DougGregor · DougGregor · commit 571859f294bd · 2024-08-19T14:34:00.000-07:00
Warnings fit better with the approach we're going for, and can be
escalated to errors by `-warnings-as-errors` for clients that need it.
diff --git a/include/swift/AST/DiagnosticsSema.def b/include/swift/AST/DiagnosticsSema.def
@@ -7969,24 +7969,24 @@ NOTE(sending_function_result_with_sending_param_note, none,
 //------------------------------------------------------------------------------
 ERROR(unsafe_attr_disabled,none,
       "attribute requires '-enable-experimental-feature AllowUnsafeAttribute'", ())
-ERROR(override_safe_withunsafe,none,
+WARNING(override_safe_withunsafe,none,
       "override of safe %0 with unsafe %0", (DescriptiveDeclKind))
-ERROR(witness_unsafe,none,
+WARNING(witness_unsafe,none,
      "unsafe %0 %1 cannot satisfy safe requirement",
       (DescriptiveDeclKind, DeclName))
-ERROR(type_witness_unsafe,none,
+WARNING(type_witness_unsafe,none,
       "unsafe type %0 cannot satisfy safe associated type %1",
       (Type, DeclName))
-ERROR(unchecked_conformance_is_unsafe,none,
+WARNING(unchecked_conformance_is_unsafe,none,
       "@unchecked conformance involves unsafe code", ())

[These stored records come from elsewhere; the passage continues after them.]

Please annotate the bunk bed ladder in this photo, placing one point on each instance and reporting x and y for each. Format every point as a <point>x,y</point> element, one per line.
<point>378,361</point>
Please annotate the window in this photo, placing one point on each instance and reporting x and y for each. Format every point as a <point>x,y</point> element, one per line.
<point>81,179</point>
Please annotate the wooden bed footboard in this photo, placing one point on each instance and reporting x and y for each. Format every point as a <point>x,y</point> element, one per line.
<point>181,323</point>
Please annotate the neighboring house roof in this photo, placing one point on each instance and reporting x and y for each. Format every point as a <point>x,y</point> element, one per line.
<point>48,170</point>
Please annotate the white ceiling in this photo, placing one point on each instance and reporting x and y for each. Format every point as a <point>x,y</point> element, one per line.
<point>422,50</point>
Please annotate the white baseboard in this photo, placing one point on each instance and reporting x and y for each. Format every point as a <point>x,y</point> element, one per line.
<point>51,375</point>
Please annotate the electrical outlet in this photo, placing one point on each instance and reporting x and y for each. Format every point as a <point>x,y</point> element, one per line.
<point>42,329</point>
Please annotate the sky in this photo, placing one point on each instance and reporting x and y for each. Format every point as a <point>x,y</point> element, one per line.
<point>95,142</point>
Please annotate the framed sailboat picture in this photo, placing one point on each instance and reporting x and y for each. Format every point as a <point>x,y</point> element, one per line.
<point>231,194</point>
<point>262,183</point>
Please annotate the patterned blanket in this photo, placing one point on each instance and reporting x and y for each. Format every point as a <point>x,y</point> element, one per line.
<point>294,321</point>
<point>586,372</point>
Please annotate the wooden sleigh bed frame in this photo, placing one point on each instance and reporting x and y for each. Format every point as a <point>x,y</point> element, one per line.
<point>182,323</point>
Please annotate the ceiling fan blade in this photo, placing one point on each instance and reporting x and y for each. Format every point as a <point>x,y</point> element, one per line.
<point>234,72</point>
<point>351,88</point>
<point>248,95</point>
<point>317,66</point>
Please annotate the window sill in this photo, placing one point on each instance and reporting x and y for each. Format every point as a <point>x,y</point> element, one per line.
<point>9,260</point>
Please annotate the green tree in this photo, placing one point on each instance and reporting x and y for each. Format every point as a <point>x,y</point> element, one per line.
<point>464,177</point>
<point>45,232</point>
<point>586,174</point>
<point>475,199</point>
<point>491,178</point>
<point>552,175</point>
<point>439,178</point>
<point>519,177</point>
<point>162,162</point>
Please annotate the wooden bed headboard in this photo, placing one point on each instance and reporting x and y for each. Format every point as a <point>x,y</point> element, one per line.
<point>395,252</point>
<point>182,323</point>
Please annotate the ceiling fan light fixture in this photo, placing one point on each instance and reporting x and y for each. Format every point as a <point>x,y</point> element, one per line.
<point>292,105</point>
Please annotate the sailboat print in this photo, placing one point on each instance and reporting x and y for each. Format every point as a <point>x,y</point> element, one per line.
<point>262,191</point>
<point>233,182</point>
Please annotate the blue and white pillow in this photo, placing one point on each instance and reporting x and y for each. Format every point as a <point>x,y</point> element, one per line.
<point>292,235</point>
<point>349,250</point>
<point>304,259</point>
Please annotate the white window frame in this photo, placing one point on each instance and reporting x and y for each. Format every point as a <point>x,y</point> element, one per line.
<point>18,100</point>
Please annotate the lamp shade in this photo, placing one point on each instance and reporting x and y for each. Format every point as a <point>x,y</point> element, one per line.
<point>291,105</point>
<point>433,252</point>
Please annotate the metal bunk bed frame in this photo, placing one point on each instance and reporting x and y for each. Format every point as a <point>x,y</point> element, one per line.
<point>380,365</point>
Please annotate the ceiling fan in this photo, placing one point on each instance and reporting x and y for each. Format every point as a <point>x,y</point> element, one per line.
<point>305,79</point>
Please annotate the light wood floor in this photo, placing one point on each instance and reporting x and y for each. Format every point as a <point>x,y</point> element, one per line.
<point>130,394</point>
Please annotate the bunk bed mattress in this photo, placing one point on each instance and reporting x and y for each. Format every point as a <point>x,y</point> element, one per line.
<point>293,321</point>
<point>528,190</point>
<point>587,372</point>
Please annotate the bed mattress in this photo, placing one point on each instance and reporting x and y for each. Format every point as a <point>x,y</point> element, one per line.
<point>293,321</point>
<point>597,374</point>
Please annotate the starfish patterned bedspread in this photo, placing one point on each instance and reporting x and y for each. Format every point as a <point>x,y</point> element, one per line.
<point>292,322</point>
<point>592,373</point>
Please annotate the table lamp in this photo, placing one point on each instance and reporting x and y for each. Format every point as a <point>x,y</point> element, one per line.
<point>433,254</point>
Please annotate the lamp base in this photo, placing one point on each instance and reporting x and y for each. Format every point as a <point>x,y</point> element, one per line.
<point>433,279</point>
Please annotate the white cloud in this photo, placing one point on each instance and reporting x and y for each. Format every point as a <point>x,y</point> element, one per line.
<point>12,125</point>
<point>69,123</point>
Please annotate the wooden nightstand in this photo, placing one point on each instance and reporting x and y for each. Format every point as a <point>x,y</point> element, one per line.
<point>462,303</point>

-ERROR(unowned_unsafe_is_unsafe,none,
+WARNING(unowned_unsafe_is_unsafe,none,
       "unowned(unsafe) involves unsafe code", ())
-ERROR(nonisolated_unsafe_is_unsafe,none,
+WARNING(nonisolated_unsafe_is_unsafe,none,
       "nonisolated(unsafe) involves unsafe code", ())
-ERROR(reference_to_unsafe_decl,none,
+WARNING(reference_to_unsafe_decl,none,
       "%select{reference|call}0 to unsafe %kindbase1",
       (bool, const ValueDecl *))
-ERROR(reference_to_unsafe_typed_decl,none,
+WARNING(reference_to_unsafe_typed_decl,none,
       "%select{reference|call}0 to %kindbase1 involves unsafe type %2",
       (bool, const ValueDecl *, Type))
 NOTE(unsafe_decl_here,none,
diff --git a/include/swift/Basic/Features.def b/include/swift/Basic/Features.def
@@ -405,8 +405,8 @@ EXPERIMENTAL_FEATURE(TrailingComma, false)
 /// Allow the @unsafe attribute.
 SUPPRESSIBLE_EXPERIMENTAL_FEATURE(AllowUnsafeAttribute, true)
 
-/// Disallow use of unsafe code.
-EXPERIMENTAL_FEATURE(DisallowUnsafe, true)
+/// Warn on use of unsafe constructs.
+EXPERIMENTAL_FEATURE(WarnUnsafe, true)
 
 #undef EXPERIMENTAL_FEATURE_EXCLUDED_FROM_MODULE_INTERFACE
 #undef EXPERIMENTAL_FEATURE
diff --git a/lib/AST/FeatureSet.cpp b/lib/AST/FeatureSet.cpp
@@ -230,7 +230,7 @@ static bool usesFeatureAllowUnsafeAttribute(Decl *decl) {
   return decl->getAttrs().hasAttribute<UnsafeAttr>();
 }
 
-UNINTERESTING_FEATURE(DisallowUnsafe)
+UNINTERESTING_FEATURE(WarnUnsafe)
 
 // ----------------------------------------------------------------------------
 // MARK: - FeatureSet
diff --git a/lib/Sema/AssociatedTypeInference.cpp b/lib/Sema/AssociatedTypeInference.cpp
@@ -346,7 +346,7 @@ static void recordTypeWitness(NormalProtocolConformance *conformance,
   }
 
   // If we're disallowing unsafe code, check for an unsafe type witness.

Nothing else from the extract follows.